Saturday 26th October2024
Alberobello to Matera
No accidents negotiating the way out of bed overnight, so we were fit and ready to have a sweet delight breakfast around at the corner cafe.
Snuck off for a final walk through the Trulli village, which was already getting busy, before we jumped in a cab for the hour or so trip to Matera.

Seems the farmers have been busy with acre after acre of ploughed fields which look far less rocky than those down south.
Passed through a couple of quite large towns including one hosting a military airfield which is probably where our blitzing jet pilot came from.
Arrived in Matera to be dropped of at what was the wrong gate but boy what a fantastic view of both the Sassi and the valley along which a lot of vacated cave houses were located. There was a touch of Cappadocia about the place.

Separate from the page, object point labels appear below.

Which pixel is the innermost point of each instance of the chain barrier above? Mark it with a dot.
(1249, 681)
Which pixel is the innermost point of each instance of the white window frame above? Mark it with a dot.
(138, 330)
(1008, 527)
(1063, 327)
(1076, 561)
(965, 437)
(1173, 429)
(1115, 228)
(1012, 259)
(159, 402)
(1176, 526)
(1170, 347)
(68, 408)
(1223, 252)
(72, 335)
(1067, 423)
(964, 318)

After a bit of reconnaissance we found we could limit the haul over cobblestones and catch a mini bus to the bottom of the 400 stairs leading to our apartment.
Gave the wheels and handle of our cases a good workout as we clunked our way up the stairs looking for the white gate into our property.
Got in and found another 20 steep steps onto a huge terrace which like our drop of point gave a magical view. It was perfect as was the oversized , interestingly decorated, apartment and huge kitchen and dining area. The host had even left enough food to feed an army.


Unpacked and then set off on a tour around town, where going uphill on more stairs and then going down on flat surfaces was the order of the day. As usual churches dominated the scene. Although grand palaces and residences converted into luxury hotels were not far behind. The local Archbishop’s digs were pretty impressive.


The cafes and restaurants were abundant and adding ‘taxes’ for service,views, music and proximity to landmarks into menu prices. Struck an interesting banner outside on restaurant.

Crowds were modest and spruikers were doing their best to entice customers into every sort of outlet. Not as many were closed as other towns, so presuming Matera, supposedly the 3rd oldest city in the world, enjoys tourist trade year round. Think the 3rd oldest might be a bit like the ‘ Marco Polo was born here’ claims.
Stopped for lunch in a small square and watched a young guy trying the impossible in Italy- getting passer by Italians to eat pizza with pineapple on top. Even the local Carbinieri passed up a free meal.
Had the biggest glass of beer on tour with lunch before we headed for the main square looking for the Tourist Information. Foolish move at 230 – it was closed for siesta between 130 and 330.

Sat around for a while watching the world go by including the worlds worst street performer – a guy pretending to be a Transformer- who got no donations in 30 minutes and packed up, probably looking for an audience more appreciative of his talents.
Back at TI and found out getting from the accommodation to a train station on Tuesday will be complicated and costly, plus being another test of the luggage wheels. It was homework for later in the day to organise.
A bit more touring and taking in the history, plus a little bit of Xmas decoration shopping and search for a laundromat consumed most of the afternoon- well a little siesta of our own was included.
Dinner was all uphill,figuratively speaking, as we trod the stairs to the church square and enjoyed a typical Matera dinner. No €50 fish, but soup was €15.
All washed down with some nice wine and a comfortable downhill walk to the accommodation. The view by night was even more spectacular – as the locals say ‘ its like stars under your feet’.

Worked out all travel until the end of trip, just got to hope Italian trains run on time.
Only thing about tomorrow is Summer Time is over and we get an extra hours sleep.
One response to “Up Down All Around”
Hey Danny, just curious, do you use AirBnB in your travels?